Según cuenta Gonzalo Castillo -sociólogo y prologuista de En defensa de mi raza- Valencia fue uno de los opositores más fuertes y crueles de Quintín Lame. “Tal vez porque la rebeldía indígena afectaba directamente los intereses de su suegro, Don Ignacio Muñoz. O quizá simplemente por instinto de clase”. Dice, también, que Valencia lo insultaba llamándolo ‘asno montés’, que intentó levantarlo a trompadas en repetidas ocasiones y que se unió con otros aristócratas para endosarle delitos falsos y hacerlo encarcelar.
En Los pensamientos del indio que se educó dentro de las selvas colombianas, el mismo Quintín Lame afirma que cuando Valencia fue Representante a la Cámara Baja, intentó desterrarlo de Colombia y tuvo que intervenir el presidente de turno para que no ocurriera. Cita, además, un telegrama en el que lo llamó “indio de carácter horrible, pícaro y estafador”. Después de un año en los calabozos de la cárcel de Popayán, encadenado con grilletes y una barra de 28 libras, fue liberado. “No acepto los insultos que me hace el doctor Guillermo Valencia en su telegrama —dijo—. Pero si la pluma del poeta sirve para escribir Anarcos, la pluma del indio Manuel Quintín Lame servirá para defender a los indígenas de Colombia”.
Se refiere a un poema en el que Valencia intenta empatizar con los problemas sociales del pueblo, pero termina romantizando la desigualdad y revelando su distancia de clase. Versos como “¡Oh, los pobres obreros de rostro sombrío, que en la lucha sangrienta por el pan diario, van dejando girones de su propia vida, en los garfios de hierro del fiero calvario!”, no pasan de ser una lamentación frívola y estética, hecha por un colonizador que escribe desde su privilegio de terrateniente.
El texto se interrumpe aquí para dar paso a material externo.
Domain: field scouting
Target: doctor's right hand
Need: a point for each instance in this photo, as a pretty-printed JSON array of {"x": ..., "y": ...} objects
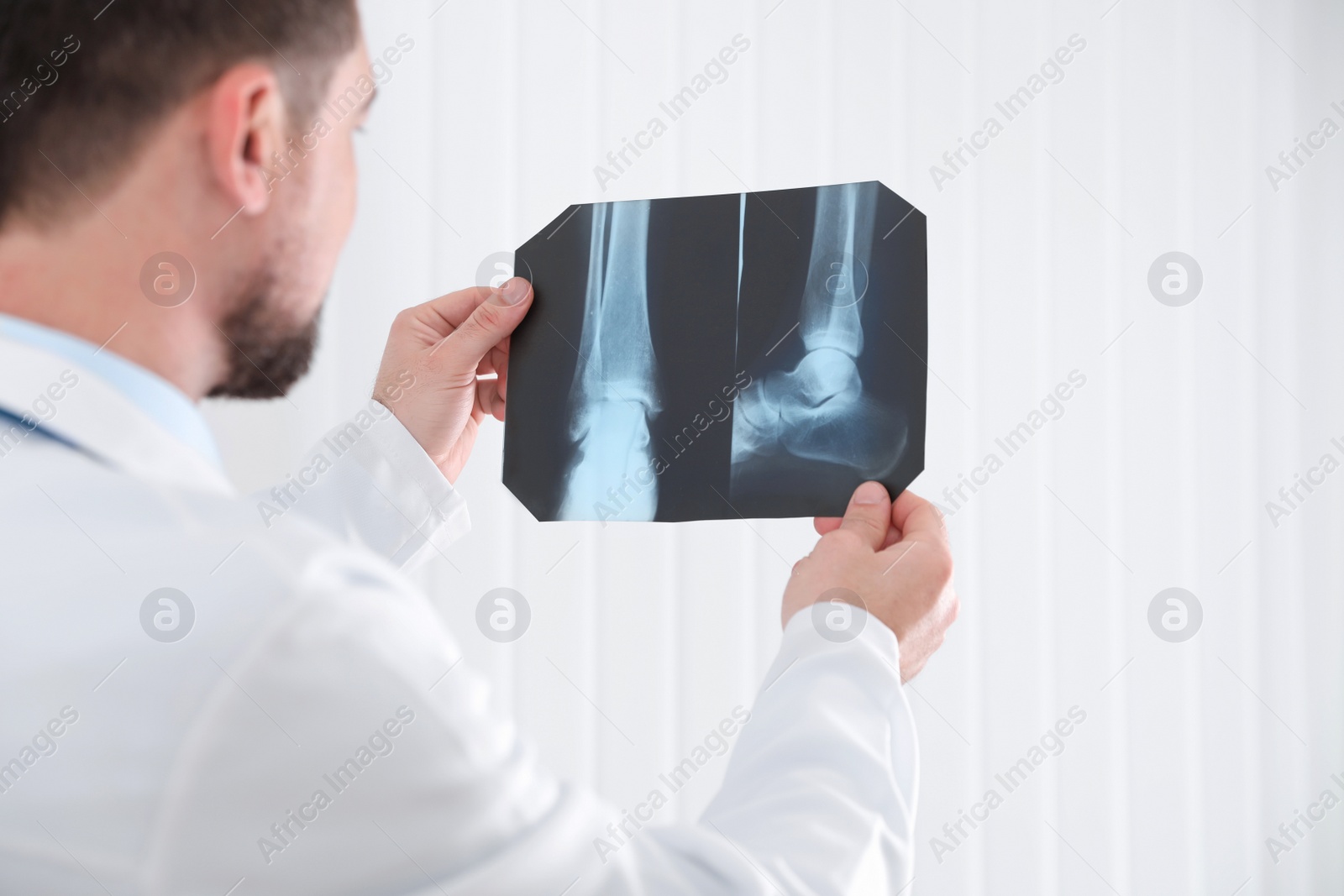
[
  {"x": 445, "y": 369},
  {"x": 895, "y": 558}
]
Y ese es solo un ejemplo de muchos: su obsesión por los arcaísmos helenos –el Parnaso, el dintel, el palio de nácar…–; su descripción de paisajes que nada tienen que ver con el Cauca y hablan de construcciones de mármol pentatélico; su reconocimiento público a la religión católica como única autoridad moral, y su idea del artista como aristócrata eurocentrista que condena lo propio por considerarlo vulgar.
Pero bueno, parafraseando a Manuel Quintín Lame, que sea la pluma indígena de Quilcué la que reescriba una mejor historia.